Only a decade ago, India seemed destined to rival China. Annual growth had averaged almost 9 percent over a seven-year stretch; domestic investment was booming; domestic companies were building global brands, and its military power was growing. India seemed confident; almost cocky.
Unfortunately, all that confidence has largely dissipated. Economic growth has dropped to the 4-5 percent range. Inflation has risen between 9-11 percent annually for the last five years. Public finances are a mess, and economic reforms have been shut down for the last decade.
Enter Narendra Modi, whose BJP surprised the world with its landslide victory in last month’s elections. Mr. Modi was elected mainly on promises to significantly accelerate economic development and root out corruption. His philosophy was formed while running the business-friendly state of Gujarat for the past twelve years. His success in leading his party to victory should give him significant power to make deep, structural economic reforms. And there is much to be done.
In his first year, Modi must stabilize India’s poor banks and tame inflation. Recapitalizing India’s state-run lenders will cost the nation up to 5 percent of GDP, an expensive affair for sure. He will also have to improve government finances. The true budget deficit, including the states’, is higher than the official figures of 7-8 percent of GDP. (India has not run a budget surplus since independence in 1947.) With only 3 percent of Indians paying income taxes, the tax base will have to be broadened.
The business climate will have to be radically improved, and fast. In the World Bank’s 2014 Ease of Doing Business, India ranks 134 out of 189 countries, placing lower than Bangladesh and Pakistan. In India, you still need government approval to lay off employees in firms with more than 100 workers. That law greatly discourages large-scale enterprises. Physical infrastructure is decades behind China’s.
India is believed to have ideal demographics.
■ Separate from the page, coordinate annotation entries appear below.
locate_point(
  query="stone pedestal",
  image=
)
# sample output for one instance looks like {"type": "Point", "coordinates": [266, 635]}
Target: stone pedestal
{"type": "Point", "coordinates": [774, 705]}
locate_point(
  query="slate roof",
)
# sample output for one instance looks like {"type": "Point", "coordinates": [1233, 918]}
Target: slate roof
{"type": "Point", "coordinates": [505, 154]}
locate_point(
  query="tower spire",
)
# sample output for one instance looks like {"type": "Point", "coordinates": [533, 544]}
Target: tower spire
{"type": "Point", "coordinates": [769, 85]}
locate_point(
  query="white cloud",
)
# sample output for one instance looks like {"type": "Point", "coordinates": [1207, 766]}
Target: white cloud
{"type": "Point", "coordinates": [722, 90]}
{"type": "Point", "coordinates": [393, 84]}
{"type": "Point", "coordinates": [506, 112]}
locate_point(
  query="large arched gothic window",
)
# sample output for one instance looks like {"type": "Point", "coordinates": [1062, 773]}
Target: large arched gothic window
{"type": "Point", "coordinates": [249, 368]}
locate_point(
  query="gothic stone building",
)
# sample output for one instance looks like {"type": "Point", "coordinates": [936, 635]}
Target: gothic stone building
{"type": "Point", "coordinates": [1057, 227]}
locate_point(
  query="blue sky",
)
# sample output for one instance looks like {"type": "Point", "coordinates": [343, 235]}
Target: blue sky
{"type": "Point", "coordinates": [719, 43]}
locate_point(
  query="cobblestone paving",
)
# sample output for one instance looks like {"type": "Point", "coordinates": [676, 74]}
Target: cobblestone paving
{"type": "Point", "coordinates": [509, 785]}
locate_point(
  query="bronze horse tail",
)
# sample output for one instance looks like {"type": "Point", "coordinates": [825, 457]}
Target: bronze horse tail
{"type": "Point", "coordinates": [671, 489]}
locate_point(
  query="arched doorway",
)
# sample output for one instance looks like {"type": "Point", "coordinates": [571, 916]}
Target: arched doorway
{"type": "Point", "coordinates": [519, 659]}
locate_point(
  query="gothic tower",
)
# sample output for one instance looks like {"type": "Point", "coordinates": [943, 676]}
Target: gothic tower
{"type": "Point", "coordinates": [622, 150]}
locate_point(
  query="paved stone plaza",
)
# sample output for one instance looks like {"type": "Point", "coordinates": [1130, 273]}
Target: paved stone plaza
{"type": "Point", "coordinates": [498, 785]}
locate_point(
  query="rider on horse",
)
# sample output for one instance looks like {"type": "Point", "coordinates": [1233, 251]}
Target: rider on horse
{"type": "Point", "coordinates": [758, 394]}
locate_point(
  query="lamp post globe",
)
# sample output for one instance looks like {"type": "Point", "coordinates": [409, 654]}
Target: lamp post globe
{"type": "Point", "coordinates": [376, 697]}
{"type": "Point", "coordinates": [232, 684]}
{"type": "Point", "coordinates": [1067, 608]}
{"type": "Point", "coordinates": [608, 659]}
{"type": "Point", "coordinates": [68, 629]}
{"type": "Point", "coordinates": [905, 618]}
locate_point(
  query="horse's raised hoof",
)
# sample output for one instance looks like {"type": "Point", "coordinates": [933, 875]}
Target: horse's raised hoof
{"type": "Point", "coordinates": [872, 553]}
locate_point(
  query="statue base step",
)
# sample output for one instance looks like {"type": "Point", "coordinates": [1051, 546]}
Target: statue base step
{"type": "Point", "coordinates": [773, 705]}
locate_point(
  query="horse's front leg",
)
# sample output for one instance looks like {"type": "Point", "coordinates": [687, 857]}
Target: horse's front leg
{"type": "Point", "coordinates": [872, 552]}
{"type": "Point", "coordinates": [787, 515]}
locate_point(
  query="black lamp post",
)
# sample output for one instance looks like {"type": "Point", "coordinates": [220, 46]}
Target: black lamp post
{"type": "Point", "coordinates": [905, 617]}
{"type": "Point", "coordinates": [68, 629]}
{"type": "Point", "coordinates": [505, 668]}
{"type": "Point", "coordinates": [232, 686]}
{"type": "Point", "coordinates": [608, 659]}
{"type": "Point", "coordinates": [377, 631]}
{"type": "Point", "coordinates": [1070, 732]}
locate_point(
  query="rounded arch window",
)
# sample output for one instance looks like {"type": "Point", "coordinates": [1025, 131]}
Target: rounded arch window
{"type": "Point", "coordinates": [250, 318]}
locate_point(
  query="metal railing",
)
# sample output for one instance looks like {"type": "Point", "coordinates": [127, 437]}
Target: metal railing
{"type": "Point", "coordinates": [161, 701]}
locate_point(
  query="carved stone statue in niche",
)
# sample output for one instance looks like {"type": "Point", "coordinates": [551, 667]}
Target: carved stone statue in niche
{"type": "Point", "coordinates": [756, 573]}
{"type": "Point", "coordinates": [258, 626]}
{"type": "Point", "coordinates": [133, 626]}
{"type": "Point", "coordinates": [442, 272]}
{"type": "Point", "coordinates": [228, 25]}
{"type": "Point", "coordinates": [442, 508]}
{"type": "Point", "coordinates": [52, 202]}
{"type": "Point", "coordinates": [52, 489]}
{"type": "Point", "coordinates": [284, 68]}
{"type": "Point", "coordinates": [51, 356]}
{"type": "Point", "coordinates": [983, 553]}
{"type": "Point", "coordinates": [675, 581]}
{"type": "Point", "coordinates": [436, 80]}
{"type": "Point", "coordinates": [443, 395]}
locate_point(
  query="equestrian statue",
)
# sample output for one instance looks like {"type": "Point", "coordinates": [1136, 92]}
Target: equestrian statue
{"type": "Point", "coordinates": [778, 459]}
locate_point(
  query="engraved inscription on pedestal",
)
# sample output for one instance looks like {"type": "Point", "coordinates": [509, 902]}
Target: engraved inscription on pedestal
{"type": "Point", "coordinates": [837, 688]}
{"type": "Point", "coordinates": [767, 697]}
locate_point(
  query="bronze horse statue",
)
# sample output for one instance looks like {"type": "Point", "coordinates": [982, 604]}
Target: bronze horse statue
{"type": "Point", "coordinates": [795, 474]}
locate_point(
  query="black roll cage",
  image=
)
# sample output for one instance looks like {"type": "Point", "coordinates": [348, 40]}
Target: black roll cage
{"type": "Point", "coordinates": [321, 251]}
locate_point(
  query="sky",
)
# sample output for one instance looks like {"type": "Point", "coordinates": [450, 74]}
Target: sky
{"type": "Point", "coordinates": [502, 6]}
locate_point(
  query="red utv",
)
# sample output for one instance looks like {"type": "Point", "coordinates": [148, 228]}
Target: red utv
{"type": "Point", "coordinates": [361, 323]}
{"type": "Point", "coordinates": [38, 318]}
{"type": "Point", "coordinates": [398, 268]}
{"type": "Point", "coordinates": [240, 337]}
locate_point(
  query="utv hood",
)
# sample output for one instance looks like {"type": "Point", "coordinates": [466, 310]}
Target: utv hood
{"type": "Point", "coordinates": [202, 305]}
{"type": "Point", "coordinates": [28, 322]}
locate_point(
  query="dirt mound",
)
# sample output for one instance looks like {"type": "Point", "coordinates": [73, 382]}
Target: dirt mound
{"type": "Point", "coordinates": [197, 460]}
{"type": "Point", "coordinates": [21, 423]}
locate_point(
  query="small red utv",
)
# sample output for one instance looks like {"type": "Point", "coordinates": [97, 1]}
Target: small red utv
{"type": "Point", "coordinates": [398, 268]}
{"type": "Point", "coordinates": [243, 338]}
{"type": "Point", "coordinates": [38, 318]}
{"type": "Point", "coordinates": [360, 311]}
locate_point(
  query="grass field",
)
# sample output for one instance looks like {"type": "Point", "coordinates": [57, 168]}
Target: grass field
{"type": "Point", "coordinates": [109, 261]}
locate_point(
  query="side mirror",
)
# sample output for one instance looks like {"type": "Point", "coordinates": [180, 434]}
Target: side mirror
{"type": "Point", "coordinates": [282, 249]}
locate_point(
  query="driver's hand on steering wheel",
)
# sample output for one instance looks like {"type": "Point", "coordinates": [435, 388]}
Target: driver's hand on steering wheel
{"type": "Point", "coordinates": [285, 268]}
Almost half the population is under 24 years of age, while only 5 percent are over 65. Even by 2025, almost 40 percent of the population will be young (under 18) while only 10 percent will be older (over 65). Moreover, a rapidly dropping fertility rate means that more women will be available to work in the coming years and decades.
India’s working-age population of 750 million is expected to increase by 230 million by 2030. People tend to save more during their working years, and a rise in the savings rate typically leads to increases in domestic investment and economic growth. All this bodes well for India.
Yet closer inspection reveals potential flaws in this prospective demographic dividend. Where are the jobs going to come from for the 10 million new working-age Indians every year? Most of the net job creation is likely to be in the dominant service sector, which requires high literacy rates and skills. India may have a reputation of having a huge pool of highly educated, tech-savvy workers, but nothing could be further from the truth. India has a 63 percent literacy rate (compared to 91 percent in China). Only 10 percent of 18-to-24-year-olds are enrolled in higher education.
India’s service sector is also not exactly big on job creation. Information technology and information processing, the crown jewels of India’s business renaissance, are not labor intensive. Currently, they employ only about three million people. Agriculture, which employs 50 percent of the population, has added no jobs in over a decade.
In terms of generating employment, the key is whether Modi will allow India to become a global hub for labor-intensive manufacturing. The timing seems ripe. Labor costs have been rising rapidly in China; Japanese firms are shifting production from China because of military tensions; and the weakened rupee (until recently) has made exports more competitive.
Moreover, urbanization should boost economic growth significantly in India, as it has for thirty years in China. While China is now over 50 percent urbanized, India is only 31 percent urbanized.
Interestingly, India had a per capita income slightly higher than China’s as recently as 1990. Today, Chinese per capita income is more than four times greater than India’s.
India has some catching up to do. Modi will not be able to work miracles, but if he is bold, he can significantly improve India’s economic prospects.
- William T. Wilson, Ph.D., is a Senior Research Fellow in the Heritage Foundation’s Asian Studies Center.